Presented by Dr. Eilean Watson, School of Public Health and Community Medicine
How could we support transdisciplinary approaches to sustainability learning, teaching and research?
In the book “Tackling wicked problems through the transdisciplinary imagination” Dovers (2010) alerts us to the need to make explicit the disciplines, knowledge systems and institutional systems involved in tackling wicked sustainability problems. He notes the need to enhance our collective learning by connecting the many disparate inquiries and experiments in the sustainability field. This potential project proposes to address these issues by developing an innovative online database-driven information system that can support transdisciplinary learning, teaching and research. The proposed system would be a resource for students, teachers, researchers, industry groups and community groups interested in tackling complex sustainability problems from an environmental, social and economic perspective. The system would include integrated tools for knowledge mapping, learning, information sharing and decision making. Conceptually, the knowledge mapping tool would be somewhat similar to the curriculum mapping tool used in the Medicine Program (see http://web.med.unsw.edu.au/emed/Map.htm) although the content and supporting technology would be different. By developing an information system that can capture both ideas and actions, promote collective learning and critical inquiry, and support transdisciplinary teams and networks, we may be better able to tackle some of society’s wicked sustainability problems.
The purpose of this seminar is to gauge the potential usefulness of such an information system and if it is worth moving the idea forward. This seminar comprises a presentation and a brainstorming session to further explore the system’s potential.
Dovers, S. (2010). Embedded scales: interdisciplinary and institutional issues. In V. A. Brown, J. A. Harris and J. Y. Russell (Ed.), Tackling wicked problems through the transdisciplinary imagination (pp.182-192). London, UK: Earthscan.
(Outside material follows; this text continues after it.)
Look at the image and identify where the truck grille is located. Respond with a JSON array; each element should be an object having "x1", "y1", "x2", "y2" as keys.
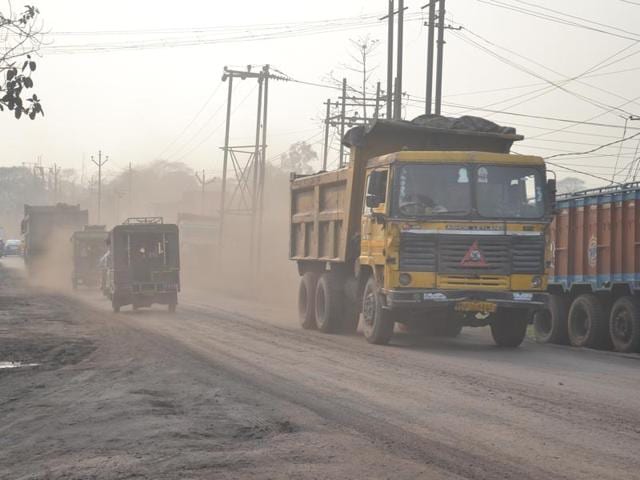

Eilean is a Conjoint Senior Lecturer in the School of Public Health and Community Medicine at UNSW. She is a medical educator with a research interest in information systems design and educational technology use. She has been involved in the design and development of the Faculty’s eMed curriculum management system since its inception, in particular the eMed Map and eMed Assessment Item Bank tools. In her doctoral thesis she evaluated the use of eMed Map by staff, and used systems theory and systems thinking paradigms to synthesise and discuss the research findings.